In a memorable scene that comes at a class in their senior year, Justice Hernandez (Odette Khan) points out the reasonings behind the institution’s severe rigidity: she tells them of a case she has accepted pro bono for farmers fighting against a wealthy and powerful landowner--if she forgets a law or makes a mistakes during the case, then the farmers will lose, and their struggles will continue. If they lose, then “lahat sila pati na mga anak nila, ay malulong na naman sa kahirapan, hindi na naman magkakaroon ng pagasa. Kaya walang lugar ang mga palpak sa kwartong ‘to. Buhay, kalayaan, at pag-asa ang nakataya sa bawat batas at bawat artikulo’ng binabasa--o hindi n’yo binabasa. You want to succeed, you sacrifice. Otherwise, you get out of my class.”
We can still question whether their methods are correct: at some point, the learning environment becomes toxic and discouraging, when teachers appear to enjoy humiliating students rather than in uplifting them, or when Justice Hernandez herself appears to pit the students against each other in a competition for grades rather than a collective effort of understanding. Still, we come to understand a huge piece from her perspective, and a clearer understanding of the issues at stake. Here, the film succeeds in pointing out tensions in the educational institution of the law school.
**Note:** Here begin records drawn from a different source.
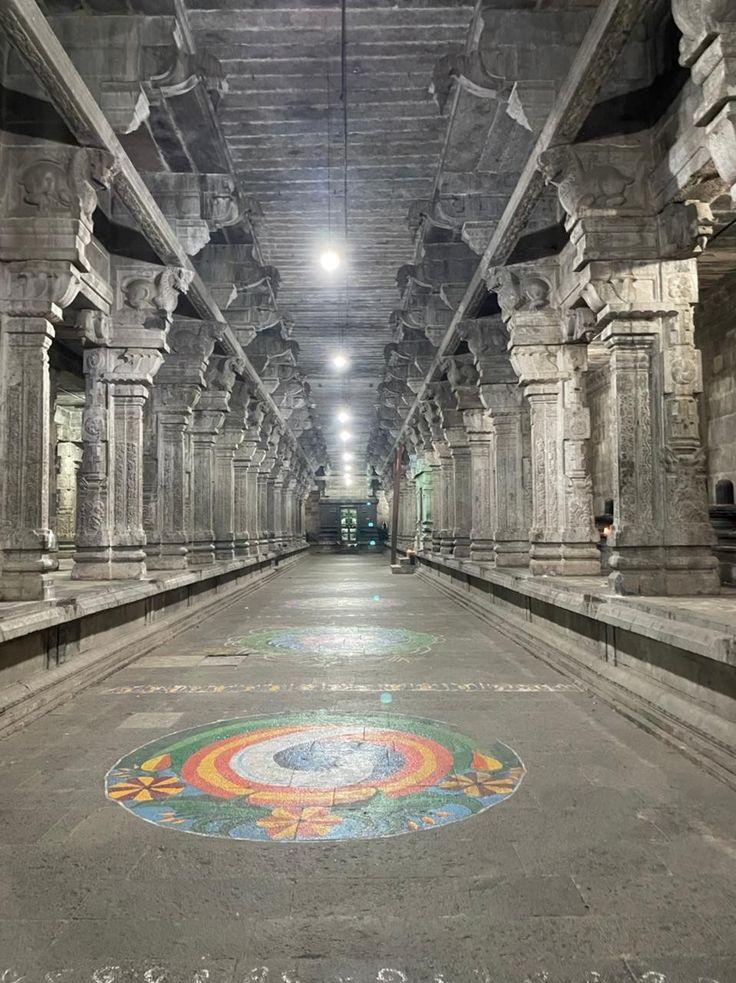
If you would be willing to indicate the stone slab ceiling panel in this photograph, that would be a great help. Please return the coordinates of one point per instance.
(285, 117)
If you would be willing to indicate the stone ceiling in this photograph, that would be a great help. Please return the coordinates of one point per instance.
(284, 118)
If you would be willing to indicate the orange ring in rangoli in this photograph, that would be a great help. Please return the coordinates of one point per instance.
(425, 762)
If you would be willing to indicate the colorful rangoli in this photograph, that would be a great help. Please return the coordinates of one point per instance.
(313, 776)
(337, 641)
(372, 604)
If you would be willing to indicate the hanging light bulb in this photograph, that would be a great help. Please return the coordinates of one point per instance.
(329, 260)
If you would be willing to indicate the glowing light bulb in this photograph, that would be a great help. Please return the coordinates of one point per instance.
(329, 260)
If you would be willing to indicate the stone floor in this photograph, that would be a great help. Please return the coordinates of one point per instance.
(613, 859)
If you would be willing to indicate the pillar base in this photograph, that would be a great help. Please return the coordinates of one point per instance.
(671, 572)
(201, 554)
(164, 557)
(511, 553)
(482, 550)
(112, 563)
(564, 560)
(19, 585)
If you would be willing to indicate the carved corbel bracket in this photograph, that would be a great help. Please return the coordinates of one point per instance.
(488, 341)
(145, 297)
(27, 291)
(527, 288)
(643, 291)
(133, 366)
(48, 199)
(701, 22)
(462, 376)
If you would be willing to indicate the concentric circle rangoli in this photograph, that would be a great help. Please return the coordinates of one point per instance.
(372, 604)
(313, 776)
(336, 641)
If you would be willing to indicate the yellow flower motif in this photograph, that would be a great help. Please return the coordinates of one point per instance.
(146, 788)
(293, 824)
(482, 783)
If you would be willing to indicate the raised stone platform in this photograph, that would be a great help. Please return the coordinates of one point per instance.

Many other conflicts and narratives turn up outside of school: there are romantic problems, economic problems and they all affect the academic performances of the different figures dealing with them. In one of the more beautiful scenes in the movie, Erik studies with headphones on in the foreground while his proud father puts on his guard uniform and admires him from behind. A beautiful song plays and we witness a tender, moving moment between father and son made possible by subtleties in expression and terrific acting from the two actors.
Such moments make up the beauty of Bar Boys: for the most part, Oebanda’s film is content in being an entertaining narrative, making the audience laugh or relate to certain scenes in their personal or academic life. Yet in other moments, the film provides genuine and poignant scenes allowing us, between the entertainment, to pause and reflect as well, and to find from the film some things deeper.